1. The conditions of Mr. Cook's supervised release were imposed on June 23, 2006 [DE 25], with the exception of the requirement that Mr. Cook perform community service which was formally added by Court order on April 19, 2012 [DE 33], as discussed infra.
2. The mandatory condition at issue stated that "[t]he defendant shall not commit another federal, state or local crime" [DE 25 at 3].
3. Standard condition number 7 stated that "[t]he defendant . . . shall not purchase, possess, use, distribute, or administer any controlled substance, . . . except as prescribed by a physician." And standard condition number 9 stated that "[t]he defendant shall not associate with any persons engaged in criminal activity, and shall not associate with any person convicted of a felony, unless granted permission to do so by the probation officer" [DE 25 at 3].

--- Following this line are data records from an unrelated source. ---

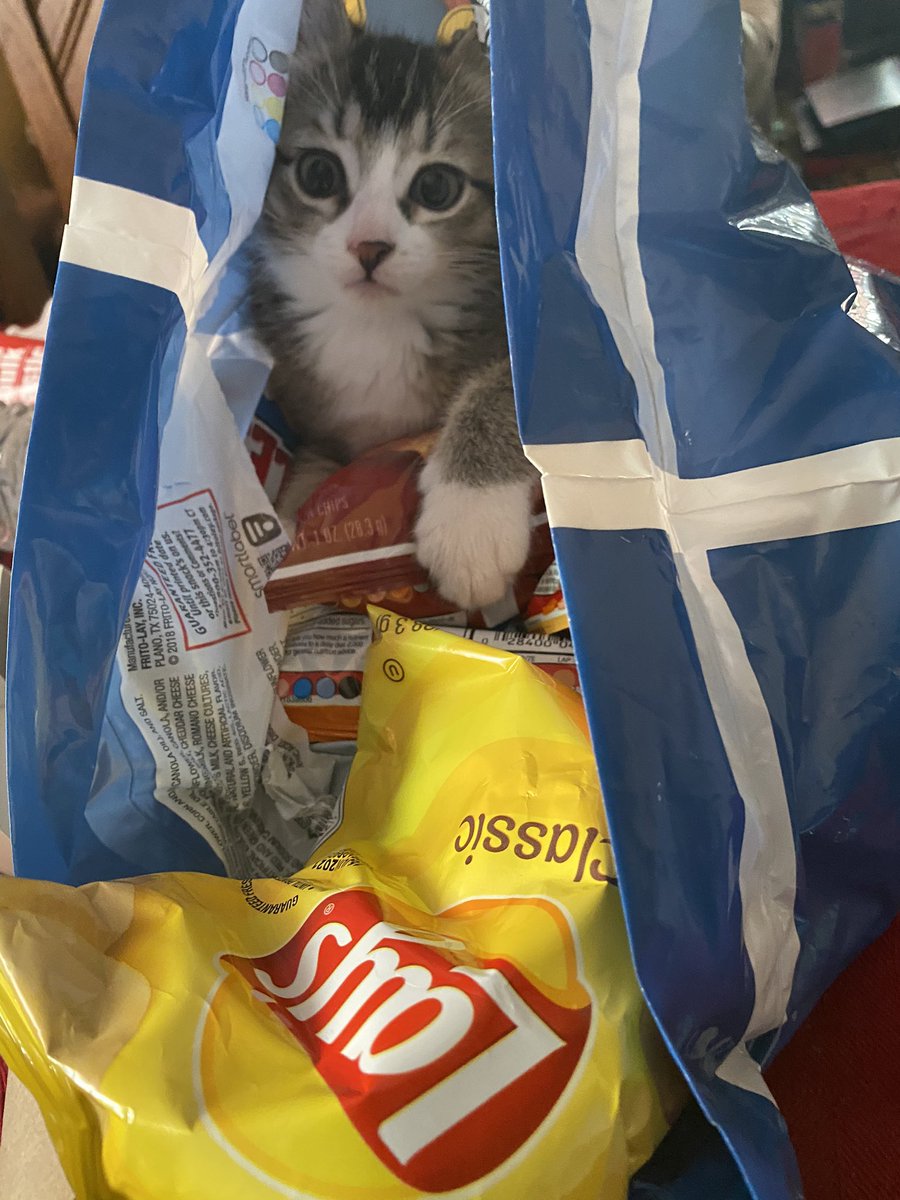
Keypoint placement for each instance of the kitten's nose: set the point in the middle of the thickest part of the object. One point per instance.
(371, 255)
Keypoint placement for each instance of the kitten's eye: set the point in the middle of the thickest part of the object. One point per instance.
(321, 174)
(437, 187)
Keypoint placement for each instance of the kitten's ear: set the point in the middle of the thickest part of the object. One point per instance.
(324, 25)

4. The police report [Government Exb. 9] indicated that Mr. Cook was later stopped by police and reported having gone to the TA gas station after the accident to call his parents to bring proof of insurance. This exhibit was admitted without objection by the defendant and bore substantial indicia of reliability given that Trooper Blohm testified to creating the report at or near the time of the accident during the ordinary course of business. See United States v. Kelley, 446 F.3d 688 (7th Cir. 2006).
5. Mr. Cook's remaining violations are Grade C violations. U.S.S.G. § 7B1.1(a)(3). In particular, Mr. Cook's failure to stop after causing injury to another person on September 4, 2011, is a misdemeanor offense punishable by a term of imprisonment of one year or less under Ind. Code 9-26-1-8(a), and therefore qualifies as a Grade C violation. U.S.S.G. § 7B1.1(a)(3). Similarly, Mr. Cook's violations of his "other condition[s] of supervision" qualify as Grade C violations. Id.